À l'heure actuelle, bien peu d'avionneurs lancent de nouveaux biréacteurs d'affaires. Cessna a indiqué hier qu'il étudiait encore son LCC (Large Cabin Concept), un gros biréacteur d'affaires présenté au dernier congrès de la NBAA. Pour sa part, Gulfstream a fait savoir qu'il n'était pas encore prêt à lancer un nouvel appareil.

Bombardier devrait procéder à une annonce ce matin. S'agira-t-il d'un nouveau modèle? Les paris sont ouverts. Le président de Bombardier Aéronautique, Pierre Côté, a affirmé hier que la nouvelle incursion d'Embraer dans les platebandes de Bombardier ne l'inquiétait pas.

«Nous avons nos propres projets, a-t-il déclaré à La Presse Affaires. Nous travaillons sur ce qui doit être fait pour maintenir notre leadership dans ces catégories.»

Bombardier fait face à une sérieuse difficulté: le dollar canadien s'est fortement apprécié et joue ces jours-ci autour de la parité avec la devise américaine.

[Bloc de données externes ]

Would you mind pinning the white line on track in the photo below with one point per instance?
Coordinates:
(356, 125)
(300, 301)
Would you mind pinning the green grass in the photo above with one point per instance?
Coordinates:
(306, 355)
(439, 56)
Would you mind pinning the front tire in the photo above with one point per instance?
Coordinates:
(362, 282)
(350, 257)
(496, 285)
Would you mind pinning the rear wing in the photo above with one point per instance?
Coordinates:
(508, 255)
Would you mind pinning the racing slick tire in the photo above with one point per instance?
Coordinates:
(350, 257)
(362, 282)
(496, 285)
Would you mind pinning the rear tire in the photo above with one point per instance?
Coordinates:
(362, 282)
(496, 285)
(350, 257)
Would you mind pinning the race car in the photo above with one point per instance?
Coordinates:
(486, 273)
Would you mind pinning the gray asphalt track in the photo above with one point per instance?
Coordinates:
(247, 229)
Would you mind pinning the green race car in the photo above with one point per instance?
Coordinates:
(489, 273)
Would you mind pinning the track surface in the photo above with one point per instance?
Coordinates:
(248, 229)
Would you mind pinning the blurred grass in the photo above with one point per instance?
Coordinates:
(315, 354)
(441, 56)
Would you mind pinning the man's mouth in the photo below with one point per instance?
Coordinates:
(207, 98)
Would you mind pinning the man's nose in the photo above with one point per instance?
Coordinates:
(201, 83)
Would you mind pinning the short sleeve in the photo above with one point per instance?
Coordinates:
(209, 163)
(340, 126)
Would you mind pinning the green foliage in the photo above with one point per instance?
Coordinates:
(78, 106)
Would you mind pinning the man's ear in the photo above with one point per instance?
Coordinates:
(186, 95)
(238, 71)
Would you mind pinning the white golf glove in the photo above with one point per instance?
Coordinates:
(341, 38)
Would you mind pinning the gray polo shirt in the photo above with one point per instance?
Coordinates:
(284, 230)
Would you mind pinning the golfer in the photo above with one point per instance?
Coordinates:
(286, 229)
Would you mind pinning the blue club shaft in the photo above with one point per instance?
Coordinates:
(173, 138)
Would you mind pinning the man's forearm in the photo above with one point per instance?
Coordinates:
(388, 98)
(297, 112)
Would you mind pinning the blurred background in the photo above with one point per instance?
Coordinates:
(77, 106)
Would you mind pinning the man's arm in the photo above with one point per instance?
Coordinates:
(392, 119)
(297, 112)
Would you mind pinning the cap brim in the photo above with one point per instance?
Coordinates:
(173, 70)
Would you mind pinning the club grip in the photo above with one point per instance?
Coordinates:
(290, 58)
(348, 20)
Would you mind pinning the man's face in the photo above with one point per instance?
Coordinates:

Comme beaucoup de dépenses de Bombardier Aéronautique sont réalisées en dollars canadiens, et que les revenus sont tous en devises américaines, la marge de profit s'est sérieusement amincie.

Embraer fait face au même problème. M. Curado a rappelé lundi que le real brésilien s'était apprécié de 10 à 15% face au dollar canadien au cours de la dernière année.

«C'est un gros coup pour nous, a déclaré le président d'Embraer. Nous n'avons pas l'intention de déplacer nos activités de production à l'extérieur du Brésil. Il faut donc réaliser des gains de productivité.»